Martin Wolf — author of Why Globalisation Works — has written in his FT column what amounts to a cri de coeur article on the prospects of future economic growth and democracy.
We live in a positive-sum world economy and have done so for about two centuries. This, I believe, is why democracy has become a political norm, empires have largely vanished, legal slavery and serfdom have disappeared and measures of well-being have risen almost everywhere. What then do I mean by a positive-sum economy? It is one in which everybody can become better off. It is one in which real incomes per head are able to rise indefinitely.

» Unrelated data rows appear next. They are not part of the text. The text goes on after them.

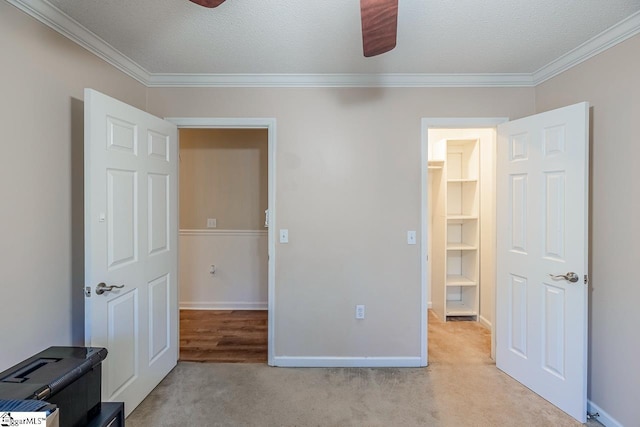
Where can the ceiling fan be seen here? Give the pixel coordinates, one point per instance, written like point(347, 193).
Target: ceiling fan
point(379, 24)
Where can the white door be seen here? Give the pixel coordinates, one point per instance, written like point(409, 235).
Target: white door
point(130, 241)
point(542, 207)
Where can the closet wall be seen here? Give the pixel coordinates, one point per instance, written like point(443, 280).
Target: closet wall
point(462, 223)
point(223, 177)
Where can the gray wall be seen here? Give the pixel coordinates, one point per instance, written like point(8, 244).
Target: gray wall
point(610, 82)
point(348, 189)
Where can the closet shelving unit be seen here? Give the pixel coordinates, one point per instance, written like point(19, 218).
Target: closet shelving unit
point(455, 229)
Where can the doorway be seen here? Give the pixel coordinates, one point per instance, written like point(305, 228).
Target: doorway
point(240, 232)
point(458, 229)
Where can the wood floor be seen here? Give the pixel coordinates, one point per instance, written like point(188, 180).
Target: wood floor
point(234, 336)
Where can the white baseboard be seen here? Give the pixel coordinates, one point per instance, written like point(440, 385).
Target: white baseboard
point(484, 322)
point(347, 362)
point(603, 418)
point(223, 305)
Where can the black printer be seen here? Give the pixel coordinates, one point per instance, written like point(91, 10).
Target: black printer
point(69, 377)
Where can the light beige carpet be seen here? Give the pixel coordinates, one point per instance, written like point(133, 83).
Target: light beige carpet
point(460, 387)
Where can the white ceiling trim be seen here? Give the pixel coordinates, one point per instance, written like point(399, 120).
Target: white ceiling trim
point(54, 18)
point(340, 80)
point(620, 32)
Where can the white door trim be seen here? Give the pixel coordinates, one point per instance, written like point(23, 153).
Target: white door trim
point(426, 124)
point(251, 123)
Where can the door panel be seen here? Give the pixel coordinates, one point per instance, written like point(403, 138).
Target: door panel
point(541, 322)
point(130, 241)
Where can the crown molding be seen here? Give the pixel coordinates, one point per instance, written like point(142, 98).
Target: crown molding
point(340, 80)
point(54, 18)
point(610, 37)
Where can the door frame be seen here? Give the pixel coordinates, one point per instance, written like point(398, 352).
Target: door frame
point(440, 123)
point(250, 123)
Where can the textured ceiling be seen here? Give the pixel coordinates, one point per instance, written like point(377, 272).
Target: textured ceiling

Leaving aside some distinctly odd arguments on the emergence and nature of democracy, (and plainly crass comments about environmentalists and socialists), Wolf’s belated awakening to the dependence of the positive-sum world economy (his long hand for capitalism?) on intensive energy use is well illustrated by four charts:
Now climate change and future energy demands become a security and not least distributional issue, upon which Wolf takes unsurprisingly an apolitical middle path between optimists and pessimists on growth and concludes that the “condition for success is successful investment in human ingenuity”.
Whatever that means…
There are real physical limits to growth and the world’s capacity to sustain life (see an earlier post) — and foremost amongst the policy choices to achieve a steady-state international economic system is the need for redistribution within and between countries. It would be interesting to redraw these graphs according to class, which might show the extent to which the rich distort the world’s ecology. The turbo capitalism generated by today’s globalisation is undermining the ability of trade to pull people out of poverty and has created financial markets that have taken the world hostage.